Conflicting methodologies are used to define certain countermovement vertical jump (CMVJ) phases, which limits the identification of performance-enhancing factors (e.g., rate of force development).
We (a) utilized a joint power approach to define CMVJ phases that accurately describe body weight unloading (i.e., unweighting) and eccentric
(i.e., braking) actions, which were combined with the robustly defined concentric
(i.e., propulsion) phase, and (b) determined whether the phases can be identified using only ground reaction force (GRF) data.
Twenty-one men performed eight maximal CMVJs while kinematic and GRF data were obtained. Hip, knee, and ankle joint powers were calculated by multiplying net joint moments (obtained using inverse dynamics) by joint angular velocities. The net sum of the joint powers (JPSUM
) was calculated to define phases by the preeminence of negative (i.e., net eccentric
actions) or positive (i.e., net concentric
actions) power where appropriate. Unloading, eccentric
, and concentric
phases were identified using JPSUM
and linked to GRF and center of mass velocity features.

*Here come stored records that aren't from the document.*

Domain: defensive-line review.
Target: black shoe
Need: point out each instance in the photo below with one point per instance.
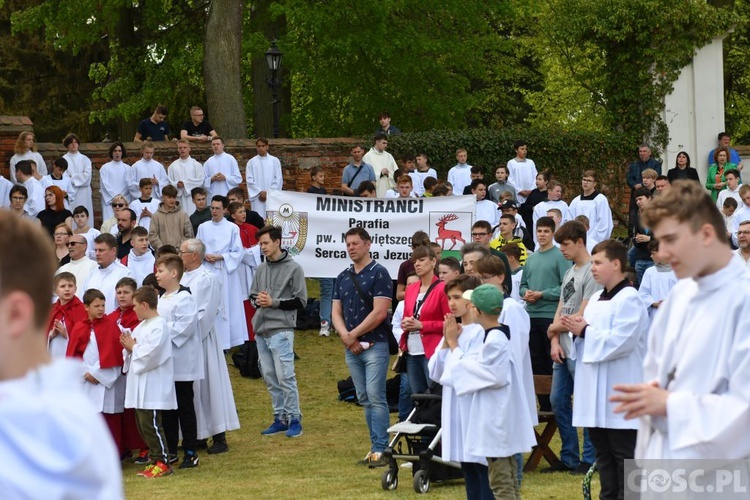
(559, 467)
(218, 447)
(581, 470)
(190, 461)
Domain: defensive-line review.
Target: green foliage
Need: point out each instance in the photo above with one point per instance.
(565, 153)
(737, 76)
(147, 53)
(622, 55)
(438, 64)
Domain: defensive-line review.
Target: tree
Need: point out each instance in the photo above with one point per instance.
(222, 67)
(432, 65)
(622, 55)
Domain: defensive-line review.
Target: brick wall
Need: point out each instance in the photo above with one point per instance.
(297, 156)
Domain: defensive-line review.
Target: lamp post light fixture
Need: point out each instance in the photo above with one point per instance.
(273, 59)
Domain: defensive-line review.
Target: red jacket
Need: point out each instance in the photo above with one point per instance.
(107, 340)
(431, 315)
(71, 314)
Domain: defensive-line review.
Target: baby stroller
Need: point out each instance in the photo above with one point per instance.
(417, 440)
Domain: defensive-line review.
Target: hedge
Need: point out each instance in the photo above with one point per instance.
(566, 154)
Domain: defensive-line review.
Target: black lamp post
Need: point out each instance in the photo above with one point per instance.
(273, 59)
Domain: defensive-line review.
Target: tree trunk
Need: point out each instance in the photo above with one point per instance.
(221, 68)
(262, 22)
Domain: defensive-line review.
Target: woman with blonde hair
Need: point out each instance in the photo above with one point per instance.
(55, 212)
(25, 149)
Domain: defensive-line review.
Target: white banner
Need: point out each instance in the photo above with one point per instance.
(313, 227)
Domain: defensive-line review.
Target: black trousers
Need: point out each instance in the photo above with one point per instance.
(181, 418)
(613, 447)
(539, 350)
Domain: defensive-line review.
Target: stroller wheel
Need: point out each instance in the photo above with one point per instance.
(421, 481)
(389, 480)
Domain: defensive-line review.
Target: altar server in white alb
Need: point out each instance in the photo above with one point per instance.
(60, 446)
(657, 282)
(115, 178)
(554, 200)
(500, 423)
(695, 399)
(179, 310)
(186, 174)
(221, 172)
(224, 254)
(150, 378)
(455, 412)
(79, 171)
(609, 346)
(148, 168)
(216, 412)
(522, 172)
(263, 173)
(595, 206)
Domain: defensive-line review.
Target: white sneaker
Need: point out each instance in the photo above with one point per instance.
(325, 329)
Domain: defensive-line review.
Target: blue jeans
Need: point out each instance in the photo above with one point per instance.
(419, 373)
(276, 355)
(477, 481)
(405, 404)
(369, 370)
(326, 298)
(560, 396)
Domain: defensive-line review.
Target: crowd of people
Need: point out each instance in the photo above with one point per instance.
(182, 269)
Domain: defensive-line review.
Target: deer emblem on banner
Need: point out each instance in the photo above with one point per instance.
(444, 234)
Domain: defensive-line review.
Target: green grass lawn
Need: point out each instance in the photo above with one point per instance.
(322, 462)
(319, 464)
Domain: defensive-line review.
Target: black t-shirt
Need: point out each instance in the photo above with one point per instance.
(203, 128)
(314, 190)
(50, 219)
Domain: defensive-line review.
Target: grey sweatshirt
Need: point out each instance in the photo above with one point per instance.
(284, 280)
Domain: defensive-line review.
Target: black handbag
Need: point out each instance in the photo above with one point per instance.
(392, 344)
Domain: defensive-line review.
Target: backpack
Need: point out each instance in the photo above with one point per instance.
(347, 392)
(308, 317)
(246, 359)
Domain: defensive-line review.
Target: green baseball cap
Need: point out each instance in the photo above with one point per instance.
(486, 298)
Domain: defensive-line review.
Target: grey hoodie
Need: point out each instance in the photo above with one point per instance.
(284, 279)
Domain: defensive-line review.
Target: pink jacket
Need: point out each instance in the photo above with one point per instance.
(431, 315)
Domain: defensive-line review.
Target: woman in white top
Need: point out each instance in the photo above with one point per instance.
(79, 173)
(26, 150)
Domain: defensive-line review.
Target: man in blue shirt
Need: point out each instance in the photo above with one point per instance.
(734, 156)
(361, 324)
(385, 124)
(153, 128)
(356, 172)
(635, 179)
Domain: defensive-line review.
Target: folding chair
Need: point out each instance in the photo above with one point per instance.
(543, 386)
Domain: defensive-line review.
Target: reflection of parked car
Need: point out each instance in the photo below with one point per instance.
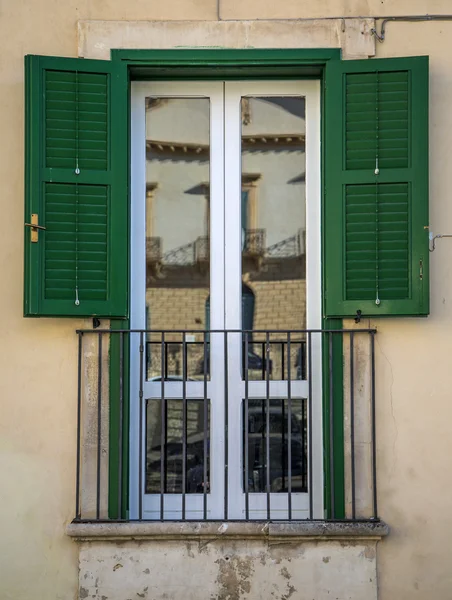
(278, 448)
(170, 378)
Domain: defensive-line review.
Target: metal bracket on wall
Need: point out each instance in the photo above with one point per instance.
(433, 237)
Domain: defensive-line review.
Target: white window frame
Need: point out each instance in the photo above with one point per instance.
(225, 195)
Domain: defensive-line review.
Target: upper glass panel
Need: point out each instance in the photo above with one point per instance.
(177, 232)
(273, 222)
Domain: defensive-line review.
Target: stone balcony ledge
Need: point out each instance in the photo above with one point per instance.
(195, 530)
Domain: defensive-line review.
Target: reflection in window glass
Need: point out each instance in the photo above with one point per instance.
(171, 445)
(278, 444)
(177, 231)
(273, 217)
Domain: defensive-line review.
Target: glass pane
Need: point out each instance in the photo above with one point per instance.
(177, 230)
(273, 222)
(171, 445)
(278, 445)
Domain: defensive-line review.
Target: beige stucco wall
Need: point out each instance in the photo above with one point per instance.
(38, 357)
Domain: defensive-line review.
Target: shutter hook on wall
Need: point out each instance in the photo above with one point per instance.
(432, 238)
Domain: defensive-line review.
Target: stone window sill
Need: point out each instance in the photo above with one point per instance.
(194, 530)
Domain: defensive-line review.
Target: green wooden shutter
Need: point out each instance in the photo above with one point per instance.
(76, 182)
(375, 235)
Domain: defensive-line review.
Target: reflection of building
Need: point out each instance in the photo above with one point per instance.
(272, 212)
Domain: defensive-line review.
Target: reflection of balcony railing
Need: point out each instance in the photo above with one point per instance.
(254, 242)
(290, 247)
(202, 249)
(153, 250)
(198, 252)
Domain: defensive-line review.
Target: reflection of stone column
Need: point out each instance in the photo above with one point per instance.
(151, 188)
(250, 182)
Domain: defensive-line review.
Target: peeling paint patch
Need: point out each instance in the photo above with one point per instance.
(290, 591)
(285, 573)
(369, 553)
(234, 577)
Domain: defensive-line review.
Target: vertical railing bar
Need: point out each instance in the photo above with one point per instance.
(166, 361)
(99, 423)
(289, 429)
(163, 426)
(141, 441)
(352, 423)
(121, 417)
(206, 427)
(310, 478)
(79, 417)
(282, 361)
(246, 426)
(267, 419)
(374, 437)
(184, 422)
(226, 425)
(331, 422)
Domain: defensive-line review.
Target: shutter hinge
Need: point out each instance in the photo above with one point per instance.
(35, 227)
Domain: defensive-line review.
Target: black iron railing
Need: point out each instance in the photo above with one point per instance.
(150, 404)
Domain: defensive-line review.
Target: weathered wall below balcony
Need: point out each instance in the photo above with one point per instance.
(228, 570)
(38, 357)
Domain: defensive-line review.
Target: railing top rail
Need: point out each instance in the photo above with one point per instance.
(285, 331)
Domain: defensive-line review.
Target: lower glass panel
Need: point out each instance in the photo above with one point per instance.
(170, 442)
(280, 476)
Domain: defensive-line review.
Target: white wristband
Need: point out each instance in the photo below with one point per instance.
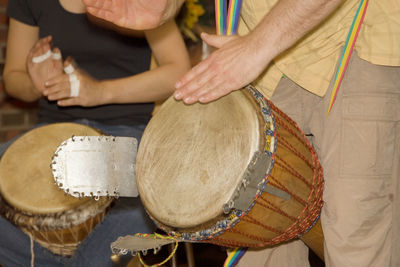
(69, 69)
(56, 56)
(72, 77)
(75, 85)
(41, 58)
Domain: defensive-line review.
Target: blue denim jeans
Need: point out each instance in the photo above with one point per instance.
(126, 217)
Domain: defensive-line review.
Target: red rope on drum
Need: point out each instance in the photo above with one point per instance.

Bland and Altman plots of the bias and 95% confidence intervals for the limits of agreement (LOA), intraclass correlation coefficients (ICC), and coefficients of variation (CV) indicated precise agreement for detecting the unloading (bias, 0.060 s; LOA, −0.110 to 0.229 s) and eccentric
(bias, 0.012 s; LOA, −0.010 to 0.040 s) phases with moderate (ICC, 0.578; CV, 40.72%) and excellent (ICC, 0.993; CV, 2.18%) reliability, respectively. The eccentric
phase should be divided into yielding (eccentric
actions while accelerating downward) and braking (eccentric
actions while decelerating downward) subphases for detailed assessments.
CMVJ phases defined by combining joint and center of mass mechanics can be detected using only force platform data, enabling functionally relevant CMVJ assessments using instrumentation commonly available to practitioners.